FIG. 1 is an explanatory perspective view of the overall configuration.

FIG. 2 is an enlarged cross-sectional view taken along line X1-X1 of FIG.

FIG. 3 is an enlarged plan view of an enlarged view corresponding to an arrow X2 in FIG.

FIG. 4 is an enlarged sectional explanatory view of a main part of FIG. 1;

FIG. 5 is an enlarged sectional explanatory view of a main part of FIG. 3;

FIG. 6 is an operation explanatory view (1).

FIG. 7 is an operation explanatory view (2).

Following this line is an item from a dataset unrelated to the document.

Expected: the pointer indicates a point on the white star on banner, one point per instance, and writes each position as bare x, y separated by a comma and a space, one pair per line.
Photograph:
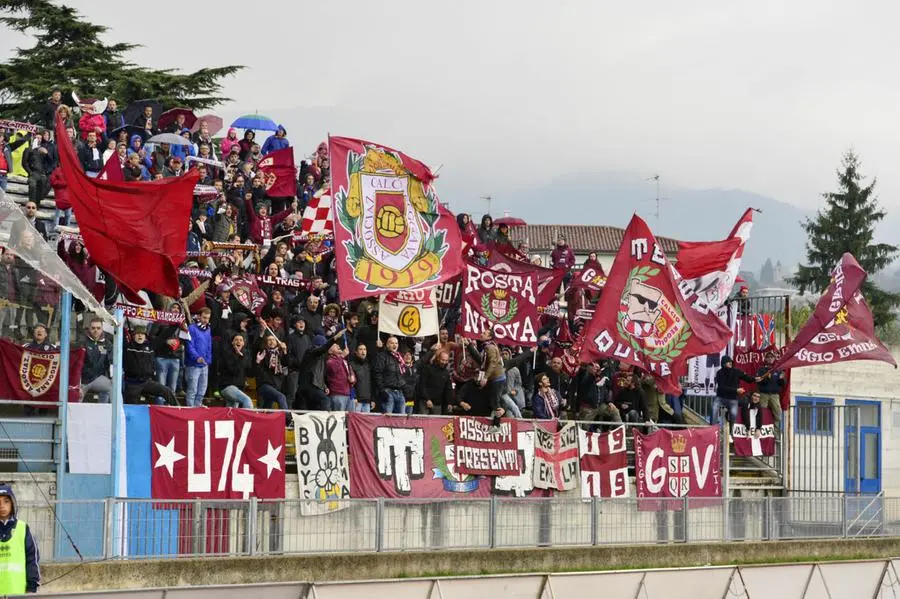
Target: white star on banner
271, 459
167, 456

FIG. 8 is an explanatory view of a use state.

[Explanation of symbols]

 D ... Maximum depth 10 ... Base 12a ... Guide hole 14 ... Restriction member 20 ... Rotating table 21a ... Indexing hole 31 ... Lock pin 31a ... Eccentric head 31d ... Stopper part 32 ... Operation lever

Claims (6)

[Claims] A lock pin having an eccentric head at an end thereof, wherein the lock pin rotates the eccentric head by entering the index hole of the rotary table through a guide hole of a base and rotating the rotary table. An indexing lock mechanism in an indexing device, which locks at an indexing position. 2. The indexing lock mechanism according to claim 1, wherein the lock pin drives and locks the rotary table to the base via the eccentric head. 3. The lock pin according to claim 1, wherein a stopper is formed on the lock pin, and the stopper defines a maximum depth at which the eccentric head enters the index hole.
Or an indexing lock mechanism in the indexing device according to claim 2. 4. An indexing lock mechanism in an indexing device according to claim 1, wherein an operation lever is attached to said lock pin. 5. The indexing lock mechanism according to claim 4, wherein the operation lever can be set at an arbitrary rotation angle with respect to the lock pin. 6. An indexing lock mechanism in an indexing device according to claim 1, wherein a restricting member for restricting the rotary table to an arbitrary indexing position is attached to the base.